Tractus Aevorum (Aug 2019)
Liminality in the Ethnohistory, Culture, and Kinship of the Nagaibaks
Abstract
The ethnicity of the Nagaibaks originated in 1736 after the establishment of the Nagaibak fortress, in which inorodtsy of different backgrounds from adjacent areas were gathered and given the status of Cossacks (on condition of their baptism). Later, after their resettlement to the New Line in 1842–43, the Nagaibaks formed a peculiar community: their membership in a military estate and their inclusion of peoples of different traditions and creeds helped them to become “a border people” in spatial and sociocultural dimensions. In turn, this “liminality” allowed the Nagaibaks to unite opposing features within their ethnicity—hospitality and rivalry, openness to innovation (in terms of active participation in ethnic projects) and closeness in traditions (in terms of preserving rituals of kinship). At various points in their history, the Nagaibaks turned to either openness or closeness, or a combination of both. In the Soviet period, an emphasis on closeness allowed them to preserve their culture (“introvert mode”).
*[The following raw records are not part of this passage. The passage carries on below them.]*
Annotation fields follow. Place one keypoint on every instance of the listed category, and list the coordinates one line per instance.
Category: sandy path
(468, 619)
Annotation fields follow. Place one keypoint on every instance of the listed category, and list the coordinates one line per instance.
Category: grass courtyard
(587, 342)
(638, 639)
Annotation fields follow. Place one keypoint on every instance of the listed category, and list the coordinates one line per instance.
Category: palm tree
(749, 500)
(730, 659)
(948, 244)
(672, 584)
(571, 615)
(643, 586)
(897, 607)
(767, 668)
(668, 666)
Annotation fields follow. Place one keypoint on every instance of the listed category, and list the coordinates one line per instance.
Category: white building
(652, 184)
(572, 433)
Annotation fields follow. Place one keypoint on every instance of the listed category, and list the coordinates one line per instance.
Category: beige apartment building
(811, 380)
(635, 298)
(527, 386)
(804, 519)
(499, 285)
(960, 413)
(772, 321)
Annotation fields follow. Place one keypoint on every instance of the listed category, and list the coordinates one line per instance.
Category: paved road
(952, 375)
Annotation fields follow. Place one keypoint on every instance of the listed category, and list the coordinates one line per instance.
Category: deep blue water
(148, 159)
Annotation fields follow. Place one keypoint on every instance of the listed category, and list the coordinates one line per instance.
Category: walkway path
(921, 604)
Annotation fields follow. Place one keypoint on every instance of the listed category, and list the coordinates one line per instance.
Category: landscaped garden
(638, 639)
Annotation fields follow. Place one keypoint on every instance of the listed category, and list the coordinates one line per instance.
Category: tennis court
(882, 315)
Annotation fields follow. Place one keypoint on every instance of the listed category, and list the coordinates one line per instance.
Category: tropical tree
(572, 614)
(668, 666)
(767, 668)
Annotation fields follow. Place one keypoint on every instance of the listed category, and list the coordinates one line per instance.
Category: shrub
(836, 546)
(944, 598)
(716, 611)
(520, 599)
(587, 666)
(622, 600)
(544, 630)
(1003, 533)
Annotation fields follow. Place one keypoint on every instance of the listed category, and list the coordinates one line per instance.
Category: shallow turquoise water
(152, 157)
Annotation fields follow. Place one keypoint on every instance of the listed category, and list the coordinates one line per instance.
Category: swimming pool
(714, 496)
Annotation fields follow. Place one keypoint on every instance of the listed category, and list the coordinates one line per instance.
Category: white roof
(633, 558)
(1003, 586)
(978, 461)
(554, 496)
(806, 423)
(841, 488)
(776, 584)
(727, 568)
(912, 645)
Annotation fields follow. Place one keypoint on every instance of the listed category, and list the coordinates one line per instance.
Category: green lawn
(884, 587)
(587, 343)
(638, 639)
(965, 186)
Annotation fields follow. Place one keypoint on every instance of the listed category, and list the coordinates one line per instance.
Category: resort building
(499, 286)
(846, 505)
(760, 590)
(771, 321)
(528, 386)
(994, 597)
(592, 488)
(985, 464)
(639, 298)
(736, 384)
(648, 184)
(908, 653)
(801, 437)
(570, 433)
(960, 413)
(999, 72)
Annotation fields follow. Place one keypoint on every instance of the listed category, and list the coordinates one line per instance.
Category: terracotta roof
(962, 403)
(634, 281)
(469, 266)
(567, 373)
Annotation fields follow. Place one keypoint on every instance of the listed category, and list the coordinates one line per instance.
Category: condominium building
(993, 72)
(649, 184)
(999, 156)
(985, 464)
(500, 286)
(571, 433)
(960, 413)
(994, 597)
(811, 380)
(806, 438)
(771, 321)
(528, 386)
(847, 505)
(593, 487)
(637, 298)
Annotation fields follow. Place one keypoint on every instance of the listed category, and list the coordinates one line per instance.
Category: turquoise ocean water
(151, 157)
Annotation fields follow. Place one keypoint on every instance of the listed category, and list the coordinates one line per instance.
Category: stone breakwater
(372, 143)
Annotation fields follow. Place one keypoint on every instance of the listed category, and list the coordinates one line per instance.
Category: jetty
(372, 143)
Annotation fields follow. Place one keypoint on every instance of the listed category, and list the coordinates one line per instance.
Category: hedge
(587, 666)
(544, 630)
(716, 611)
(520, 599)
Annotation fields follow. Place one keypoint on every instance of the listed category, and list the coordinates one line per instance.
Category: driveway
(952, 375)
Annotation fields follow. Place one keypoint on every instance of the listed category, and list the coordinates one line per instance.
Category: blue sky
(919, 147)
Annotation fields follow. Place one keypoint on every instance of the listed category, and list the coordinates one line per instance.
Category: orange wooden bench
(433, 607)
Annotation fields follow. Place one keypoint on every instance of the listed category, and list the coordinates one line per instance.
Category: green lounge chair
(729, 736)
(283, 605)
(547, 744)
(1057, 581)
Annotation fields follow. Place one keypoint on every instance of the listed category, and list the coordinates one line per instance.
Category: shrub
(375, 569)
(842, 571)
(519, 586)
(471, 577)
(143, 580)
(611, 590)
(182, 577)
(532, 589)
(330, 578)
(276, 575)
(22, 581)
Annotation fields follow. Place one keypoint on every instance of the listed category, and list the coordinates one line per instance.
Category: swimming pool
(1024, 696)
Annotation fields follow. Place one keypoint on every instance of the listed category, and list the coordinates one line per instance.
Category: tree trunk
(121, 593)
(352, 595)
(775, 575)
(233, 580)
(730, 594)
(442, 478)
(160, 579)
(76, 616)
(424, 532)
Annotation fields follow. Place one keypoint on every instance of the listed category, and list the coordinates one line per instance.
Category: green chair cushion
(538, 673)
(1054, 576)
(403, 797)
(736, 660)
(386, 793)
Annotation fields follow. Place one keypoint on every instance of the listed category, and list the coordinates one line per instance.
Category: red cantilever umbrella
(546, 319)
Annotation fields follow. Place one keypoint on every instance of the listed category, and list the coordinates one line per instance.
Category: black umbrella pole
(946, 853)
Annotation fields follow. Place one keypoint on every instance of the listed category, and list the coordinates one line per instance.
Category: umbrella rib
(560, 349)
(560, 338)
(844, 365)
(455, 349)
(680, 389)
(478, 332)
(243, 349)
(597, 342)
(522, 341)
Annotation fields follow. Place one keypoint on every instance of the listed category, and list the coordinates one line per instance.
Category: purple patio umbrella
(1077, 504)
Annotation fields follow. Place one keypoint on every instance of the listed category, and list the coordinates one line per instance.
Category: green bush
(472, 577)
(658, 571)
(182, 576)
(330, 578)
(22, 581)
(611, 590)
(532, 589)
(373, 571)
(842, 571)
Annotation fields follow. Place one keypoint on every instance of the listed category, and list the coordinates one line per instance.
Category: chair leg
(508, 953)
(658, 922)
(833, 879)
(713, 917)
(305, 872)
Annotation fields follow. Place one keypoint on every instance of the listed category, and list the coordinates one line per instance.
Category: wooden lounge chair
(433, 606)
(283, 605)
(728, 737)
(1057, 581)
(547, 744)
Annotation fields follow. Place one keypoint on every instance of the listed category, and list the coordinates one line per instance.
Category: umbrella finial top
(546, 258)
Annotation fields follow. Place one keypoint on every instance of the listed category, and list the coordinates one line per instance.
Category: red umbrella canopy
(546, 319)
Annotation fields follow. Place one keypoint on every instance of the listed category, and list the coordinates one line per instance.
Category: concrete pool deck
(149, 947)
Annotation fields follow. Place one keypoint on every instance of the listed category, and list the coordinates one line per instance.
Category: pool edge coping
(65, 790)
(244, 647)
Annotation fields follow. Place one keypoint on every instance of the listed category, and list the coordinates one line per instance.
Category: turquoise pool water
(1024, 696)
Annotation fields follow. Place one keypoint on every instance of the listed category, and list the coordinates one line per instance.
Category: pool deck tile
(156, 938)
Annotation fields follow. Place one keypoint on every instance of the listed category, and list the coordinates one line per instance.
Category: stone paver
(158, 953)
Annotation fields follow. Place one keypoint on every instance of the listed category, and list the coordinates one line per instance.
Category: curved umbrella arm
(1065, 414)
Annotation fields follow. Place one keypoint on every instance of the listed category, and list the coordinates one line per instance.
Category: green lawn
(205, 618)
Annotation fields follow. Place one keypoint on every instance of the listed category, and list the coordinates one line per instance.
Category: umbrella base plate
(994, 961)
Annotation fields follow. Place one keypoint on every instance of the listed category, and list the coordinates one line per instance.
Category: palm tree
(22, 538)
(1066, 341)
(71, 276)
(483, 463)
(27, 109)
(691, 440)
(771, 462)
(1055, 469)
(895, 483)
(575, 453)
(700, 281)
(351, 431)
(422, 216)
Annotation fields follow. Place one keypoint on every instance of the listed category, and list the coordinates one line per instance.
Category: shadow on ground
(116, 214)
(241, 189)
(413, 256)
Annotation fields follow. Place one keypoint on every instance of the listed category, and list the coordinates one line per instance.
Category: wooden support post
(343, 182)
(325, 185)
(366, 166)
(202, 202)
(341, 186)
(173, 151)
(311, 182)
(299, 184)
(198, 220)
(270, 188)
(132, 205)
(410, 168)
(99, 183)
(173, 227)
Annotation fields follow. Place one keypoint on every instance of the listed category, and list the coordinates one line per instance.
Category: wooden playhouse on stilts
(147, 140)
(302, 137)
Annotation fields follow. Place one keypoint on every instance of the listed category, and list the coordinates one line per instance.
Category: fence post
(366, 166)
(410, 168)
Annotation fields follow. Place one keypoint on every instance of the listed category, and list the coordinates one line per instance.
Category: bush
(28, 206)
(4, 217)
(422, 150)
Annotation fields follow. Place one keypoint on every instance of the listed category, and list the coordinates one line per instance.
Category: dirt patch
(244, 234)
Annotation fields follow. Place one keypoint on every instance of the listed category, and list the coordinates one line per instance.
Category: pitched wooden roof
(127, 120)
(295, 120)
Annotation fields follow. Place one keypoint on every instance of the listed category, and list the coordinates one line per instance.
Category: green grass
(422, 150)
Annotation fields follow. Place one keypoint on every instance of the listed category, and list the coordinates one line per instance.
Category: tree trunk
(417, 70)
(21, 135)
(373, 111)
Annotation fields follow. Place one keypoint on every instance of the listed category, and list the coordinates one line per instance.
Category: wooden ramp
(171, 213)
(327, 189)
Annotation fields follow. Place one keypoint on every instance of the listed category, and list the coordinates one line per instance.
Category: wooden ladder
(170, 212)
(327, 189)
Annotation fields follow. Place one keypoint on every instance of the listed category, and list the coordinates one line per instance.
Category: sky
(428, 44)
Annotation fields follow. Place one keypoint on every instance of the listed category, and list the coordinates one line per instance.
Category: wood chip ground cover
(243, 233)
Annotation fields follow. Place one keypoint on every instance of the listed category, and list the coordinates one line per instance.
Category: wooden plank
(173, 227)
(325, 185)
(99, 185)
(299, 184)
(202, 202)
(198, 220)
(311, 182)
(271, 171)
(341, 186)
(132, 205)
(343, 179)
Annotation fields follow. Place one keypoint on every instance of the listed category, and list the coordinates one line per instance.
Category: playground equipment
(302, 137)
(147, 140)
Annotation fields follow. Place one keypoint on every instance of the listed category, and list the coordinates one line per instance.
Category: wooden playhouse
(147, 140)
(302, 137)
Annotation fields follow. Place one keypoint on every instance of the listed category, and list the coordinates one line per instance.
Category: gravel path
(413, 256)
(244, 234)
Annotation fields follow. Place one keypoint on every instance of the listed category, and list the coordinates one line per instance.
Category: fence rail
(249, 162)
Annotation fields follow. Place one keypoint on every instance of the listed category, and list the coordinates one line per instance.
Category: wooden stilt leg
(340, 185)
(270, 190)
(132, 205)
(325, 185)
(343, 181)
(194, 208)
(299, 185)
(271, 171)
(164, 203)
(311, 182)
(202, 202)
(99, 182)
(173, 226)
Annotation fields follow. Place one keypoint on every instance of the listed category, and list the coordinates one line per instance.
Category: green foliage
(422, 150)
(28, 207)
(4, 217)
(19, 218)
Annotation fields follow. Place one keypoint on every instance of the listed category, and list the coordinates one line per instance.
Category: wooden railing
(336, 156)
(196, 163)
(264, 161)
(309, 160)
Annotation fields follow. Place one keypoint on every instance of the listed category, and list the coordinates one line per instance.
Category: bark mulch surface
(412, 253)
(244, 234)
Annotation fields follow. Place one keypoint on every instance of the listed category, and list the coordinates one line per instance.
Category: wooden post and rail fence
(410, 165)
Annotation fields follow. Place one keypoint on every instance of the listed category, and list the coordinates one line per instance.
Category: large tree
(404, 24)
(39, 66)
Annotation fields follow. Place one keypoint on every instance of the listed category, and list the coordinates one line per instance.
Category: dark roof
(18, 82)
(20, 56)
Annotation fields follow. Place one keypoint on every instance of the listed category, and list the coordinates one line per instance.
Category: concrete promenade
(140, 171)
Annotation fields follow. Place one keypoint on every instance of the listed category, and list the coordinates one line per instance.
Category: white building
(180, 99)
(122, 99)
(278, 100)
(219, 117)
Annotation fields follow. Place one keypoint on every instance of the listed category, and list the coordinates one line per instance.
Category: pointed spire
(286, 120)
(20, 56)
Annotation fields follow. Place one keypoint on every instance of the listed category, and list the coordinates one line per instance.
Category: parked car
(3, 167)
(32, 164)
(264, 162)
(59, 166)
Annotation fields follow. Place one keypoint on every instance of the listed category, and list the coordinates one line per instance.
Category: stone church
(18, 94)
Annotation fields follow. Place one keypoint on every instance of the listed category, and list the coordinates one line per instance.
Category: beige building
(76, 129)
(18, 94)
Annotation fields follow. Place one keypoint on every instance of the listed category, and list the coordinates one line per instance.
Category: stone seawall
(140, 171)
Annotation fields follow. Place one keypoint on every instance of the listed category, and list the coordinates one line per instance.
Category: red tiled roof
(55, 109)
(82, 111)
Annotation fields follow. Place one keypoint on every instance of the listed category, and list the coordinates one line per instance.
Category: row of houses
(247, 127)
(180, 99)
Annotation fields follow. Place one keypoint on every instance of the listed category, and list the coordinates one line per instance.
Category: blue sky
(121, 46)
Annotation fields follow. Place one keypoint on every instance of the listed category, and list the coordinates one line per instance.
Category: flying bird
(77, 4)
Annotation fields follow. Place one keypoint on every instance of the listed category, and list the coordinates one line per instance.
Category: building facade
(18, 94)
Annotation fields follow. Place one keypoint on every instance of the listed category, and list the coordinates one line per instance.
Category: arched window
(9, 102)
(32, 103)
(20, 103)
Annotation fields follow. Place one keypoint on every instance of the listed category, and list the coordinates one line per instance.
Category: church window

In the post-Soviet period, on the contrary, the Nagaibaks mobilized their ethnicity through openness (“extrovert mode”). This dynamic ethnicity made possible a transition from the spatial mobility of the past to the activization of ethnicity in the present. Through their development at the crossroads of different types of cultures (nomad and sedentary, Christian and Muslim, European and Asia) the Nagaibak culture became open-minded and adaptable, while the nomad and Cossack sociocultural heritage led to mobility and flexibility in their actions.